Явившись туда после своих лекций, я обнаружила, что из 12 членов комиссии присутствуют всего пять. Еще там было примерно столько же руководителей каких-то подразделений университетов. 

В результате мне показалось странным сообщение, будто бы 12 членов комиссии единогласно вынесли решение о лишении меня статуса универсанта. Я точно знаю, что моя близкая коллега Кира Анатольевна Рогова, которая меня знает все 40 лет, что я проработала в университете, мало того что не была на комиссии, [хоть и состоит в ней], но и не была в курсе всего происходящего. 

Кроме того, как я сейчас понимаю, к моменту этих событий на сайте СПбГУ не был откорректирован состав членов этической комиссии. Там их значилось 13 человек. Среди них — еще один мой близкий коллега, которого все бесконечно уважают, — Вадим Борисович Касевич, который умер еще весной.

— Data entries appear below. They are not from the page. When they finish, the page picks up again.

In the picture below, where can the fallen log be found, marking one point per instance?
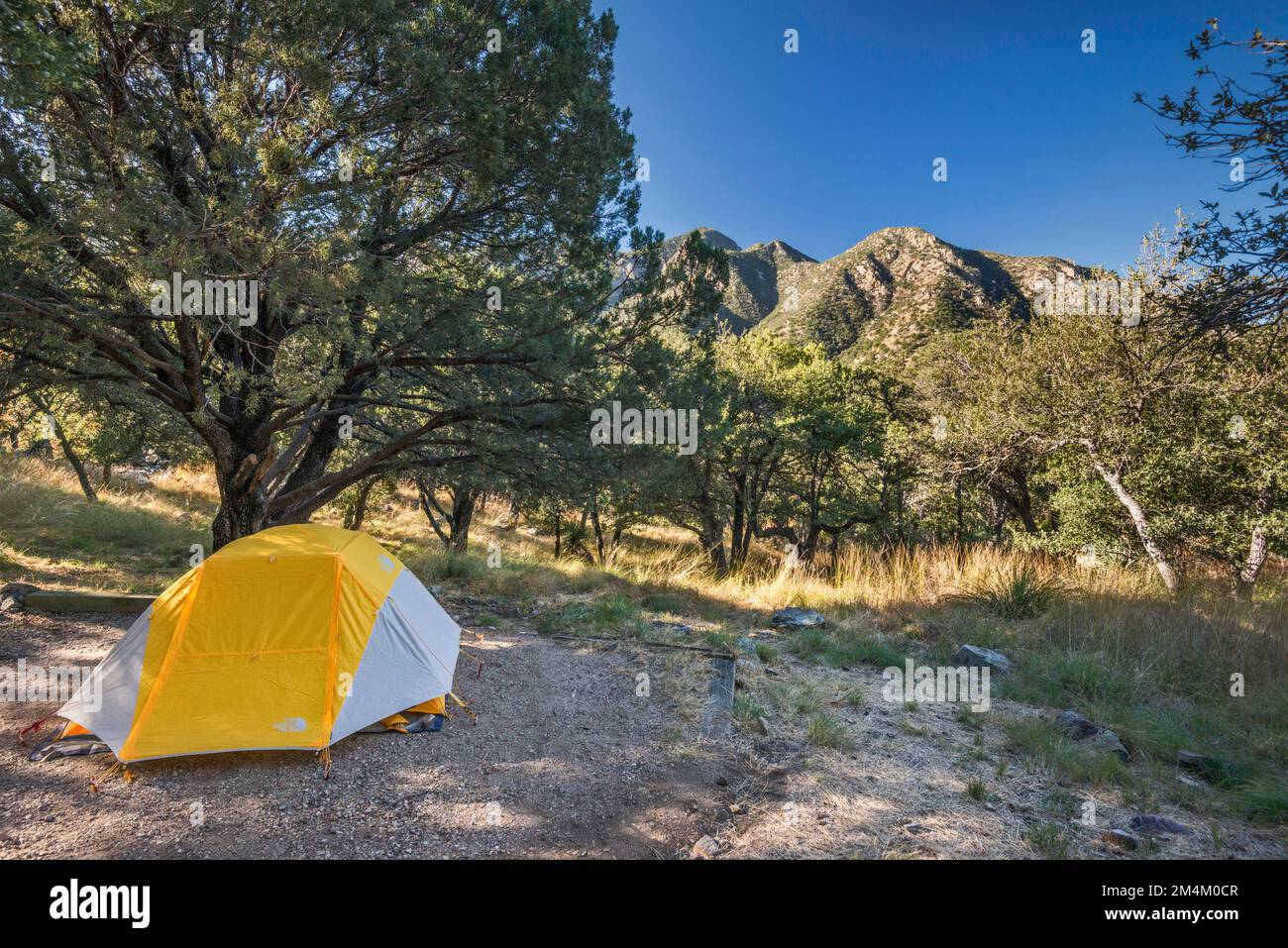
(85, 601)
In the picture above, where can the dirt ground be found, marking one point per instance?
(568, 759)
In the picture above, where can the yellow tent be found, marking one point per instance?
(288, 639)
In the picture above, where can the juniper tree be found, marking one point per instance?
(416, 206)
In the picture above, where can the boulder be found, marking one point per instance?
(794, 617)
(1120, 839)
(1081, 728)
(1211, 769)
(1076, 725)
(706, 848)
(1155, 824)
(979, 657)
(1109, 741)
(13, 594)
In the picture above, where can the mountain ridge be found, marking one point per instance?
(880, 299)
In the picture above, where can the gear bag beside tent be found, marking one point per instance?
(287, 639)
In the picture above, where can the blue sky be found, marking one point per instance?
(1046, 151)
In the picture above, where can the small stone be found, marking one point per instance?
(1109, 741)
(795, 617)
(13, 592)
(674, 627)
(706, 848)
(978, 657)
(1120, 839)
(1155, 824)
(1209, 768)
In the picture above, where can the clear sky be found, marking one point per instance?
(1046, 151)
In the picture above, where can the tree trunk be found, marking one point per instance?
(240, 514)
(353, 519)
(68, 451)
(243, 509)
(1258, 548)
(1137, 518)
(463, 513)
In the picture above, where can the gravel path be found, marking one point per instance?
(566, 760)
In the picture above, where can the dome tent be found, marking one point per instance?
(287, 639)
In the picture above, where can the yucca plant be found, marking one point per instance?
(1014, 590)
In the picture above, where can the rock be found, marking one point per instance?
(794, 617)
(1074, 725)
(1081, 728)
(978, 657)
(1120, 839)
(13, 592)
(1211, 769)
(1109, 741)
(706, 848)
(1155, 824)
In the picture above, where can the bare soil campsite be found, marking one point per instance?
(572, 758)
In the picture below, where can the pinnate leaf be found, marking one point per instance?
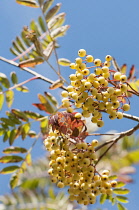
(9, 169)
(14, 150)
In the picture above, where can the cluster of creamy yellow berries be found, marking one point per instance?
(102, 90)
(72, 164)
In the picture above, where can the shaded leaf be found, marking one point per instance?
(14, 78)
(11, 159)
(9, 97)
(52, 12)
(13, 150)
(103, 198)
(22, 88)
(120, 191)
(58, 83)
(9, 169)
(12, 136)
(4, 80)
(42, 24)
(32, 62)
(19, 114)
(64, 62)
(121, 207)
(1, 100)
(29, 3)
(122, 199)
(47, 4)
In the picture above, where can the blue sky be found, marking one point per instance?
(101, 27)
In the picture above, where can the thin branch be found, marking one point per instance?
(39, 76)
(19, 84)
(115, 140)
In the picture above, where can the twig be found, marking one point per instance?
(115, 140)
(39, 76)
(19, 84)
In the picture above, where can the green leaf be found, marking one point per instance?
(14, 150)
(14, 78)
(29, 3)
(4, 80)
(9, 169)
(14, 180)
(11, 159)
(103, 198)
(120, 184)
(121, 207)
(52, 12)
(9, 97)
(60, 31)
(32, 62)
(33, 115)
(23, 89)
(122, 199)
(47, 4)
(19, 114)
(120, 191)
(12, 136)
(44, 126)
(1, 100)
(42, 24)
(25, 130)
(56, 21)
(64, 62)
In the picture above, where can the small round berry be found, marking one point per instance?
(78, 60)
(97, 62)
(78, 115)
(123, 78)
(108, 58)
(100, 123)
(64, 93)
(126, 107)
(72, 65)
(85, 72)
(89, 58)
(117, 76)
(82, 52)
(119, 115)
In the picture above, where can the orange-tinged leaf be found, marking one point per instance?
(29, 3)
(9, 169)
(32, 62)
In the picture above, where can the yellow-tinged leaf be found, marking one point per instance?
(64, 62)
(29, 3)
(32, 62)
(9, 169)
(58, 83)
(14, 150)
(48, 51)
(122, 199)
(1, 100)
(52, 12)
(120, 191)
(121, 207)
(28, 159)
(11, 159)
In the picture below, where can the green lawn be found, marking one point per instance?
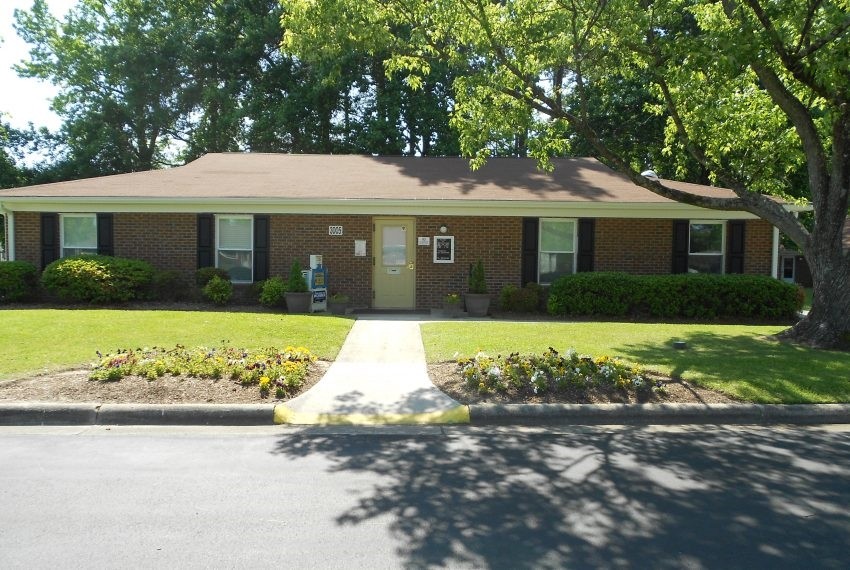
(48, 339)
(736, 359)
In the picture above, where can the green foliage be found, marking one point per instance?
(273, 293)
(18, 281)
(296, 282)
(526, 300)
(50, 339)
(285, 370)
(218, 291)
(477, 279)
(205, 274)
(552, 372)
(98, 279)
(666, 296)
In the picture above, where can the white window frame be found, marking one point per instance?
(62, 218)
(721, 253)
(540, 250)
(219, 217)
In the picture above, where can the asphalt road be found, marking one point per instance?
(584, 497)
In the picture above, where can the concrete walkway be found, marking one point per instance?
(379, 377)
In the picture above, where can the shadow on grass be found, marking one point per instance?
(628, 499)
(752, 368)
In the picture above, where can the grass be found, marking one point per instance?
(739, 360)
(38, 340)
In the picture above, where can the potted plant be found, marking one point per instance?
(477, 300)
(338, 303)
(451, 304)
(298, 295)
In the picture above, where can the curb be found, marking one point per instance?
(51, 414)
(579, 414)
(58, 414)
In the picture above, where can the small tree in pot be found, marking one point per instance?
(477, 300)
(298, 295)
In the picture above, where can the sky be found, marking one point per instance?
(24, 100)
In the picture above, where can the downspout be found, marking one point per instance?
(9, 230)
(775, 264)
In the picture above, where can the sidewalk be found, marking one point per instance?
(379, 377)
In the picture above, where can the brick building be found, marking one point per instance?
(393, 232)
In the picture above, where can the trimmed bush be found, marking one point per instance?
(525, 300)
(218, 291)
(98, 279)
(273, 293)
(18, 281)
(671, 296)
(205, 274)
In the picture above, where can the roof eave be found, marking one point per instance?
(497, 208)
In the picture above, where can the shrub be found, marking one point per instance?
(296, 283)
(285, 370)
(477, 280)
(665, 296)
(218, 291)
(168, 285)
(205, 274)
(273, 293)
(514, 299)
(18, 281)
(552, 372)
(98, 279)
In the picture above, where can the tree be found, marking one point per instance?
(122, 71)
(752, 92)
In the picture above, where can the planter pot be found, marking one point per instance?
(337, 307)
(299, 302)
(477, 304)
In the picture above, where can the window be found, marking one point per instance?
(235, 247)
(706, 246)
(556, 249)
(78, 234)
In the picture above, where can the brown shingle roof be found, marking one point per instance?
(350, 177)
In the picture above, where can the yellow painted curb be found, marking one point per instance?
(284, 415)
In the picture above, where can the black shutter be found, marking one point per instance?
(735, 246)
(681, 245)
(49, 239)
(104, 234)
(206, 236)
(530, 229)
(261, 248)
(586, 241)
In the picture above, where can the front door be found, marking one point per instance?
(394, 279)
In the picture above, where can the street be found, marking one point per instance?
(395, 497)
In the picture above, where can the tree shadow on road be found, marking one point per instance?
(630, 498)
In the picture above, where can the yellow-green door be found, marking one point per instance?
(394, 280)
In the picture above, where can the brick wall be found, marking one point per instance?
(496, 241)
(166, 241)
(298, 236)
(758, 245)
(641, 247)
(28, 237)
(645, 247)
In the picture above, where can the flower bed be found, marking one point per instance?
(270, 369)
(553, 372)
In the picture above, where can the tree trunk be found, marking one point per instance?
(828, 323)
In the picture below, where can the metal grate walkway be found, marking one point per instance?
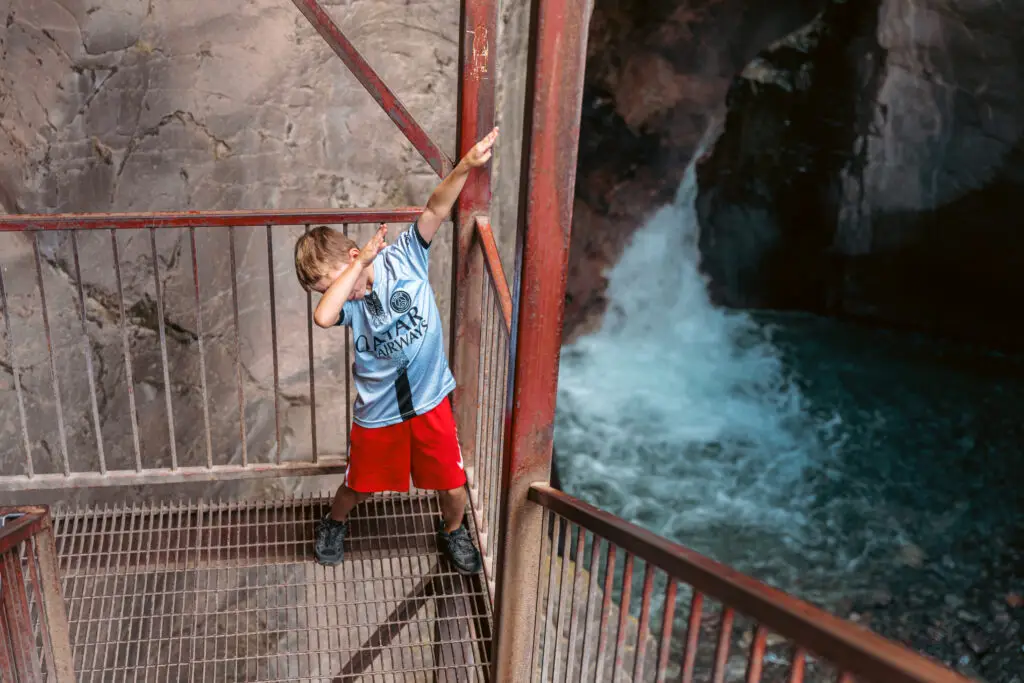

Мне ужасно грустно, что в СМИ полощут имена 13-ти людей, хотя в реальности их присутствовало всего пять. 

— Сказано ли в приказе, какой именно «аморальный проступок» вы совершили?

— Было сказано только, что «аморальный проступок» я совершила по мнению решения Комиссии по этике СПбГУ, которая признала меня не соответствующей статусу универсанта. Меня попросили написать объяснительную записку по решению комиссии. Я честно скопировала пункты из кодекса универсанта и по поводу каждого из них написала, что не могу признать, что не соответствую. Ведь я в соответствии с кодексом повышаю свою профессиональную квалификацию — о чем свидетельствуют многочисленные благодарности и от ректора СПбГУ, и от губернатора, и от президента РФ. Я достойно представляю СПбГУ вне его стен, не несу ахинеи, то есть не дискредитирую вуз.

Но я понимаю, что это могло быть воспринято как сарказм. В таком случае, мне думается, я могу стать первым человеком, который уволен из СПбГУ за сарказм. 

— Вас ведь и на комиссии обвинили в саркастических высказываниях в адрес коллег?

— Да, участники говорили про саркастические высказывания в социальных сетях и видеоинтервью. Они сделали оговорку о том, что дело не в качестве моей экспертизы в суде. Именно мои высказывания в адрес коллег подвигли их на то, чтобы вызвать меня на комиссию и принять такое решение.

В тех интервью, о которых идет речь, я повторяла то же, что говорила в суде. А в соцсетях у меня только фотографии моей кошки и рассуждения о русском языке. 

Совещание комиссии шло долго. Я сидела в коридоре и ждала решения, для меня, впрочем, заранее известного. 

Алексей Душутин / «Новая газета»
— Они пояснили, какие именно ваши высказывания посчитали саркастическими?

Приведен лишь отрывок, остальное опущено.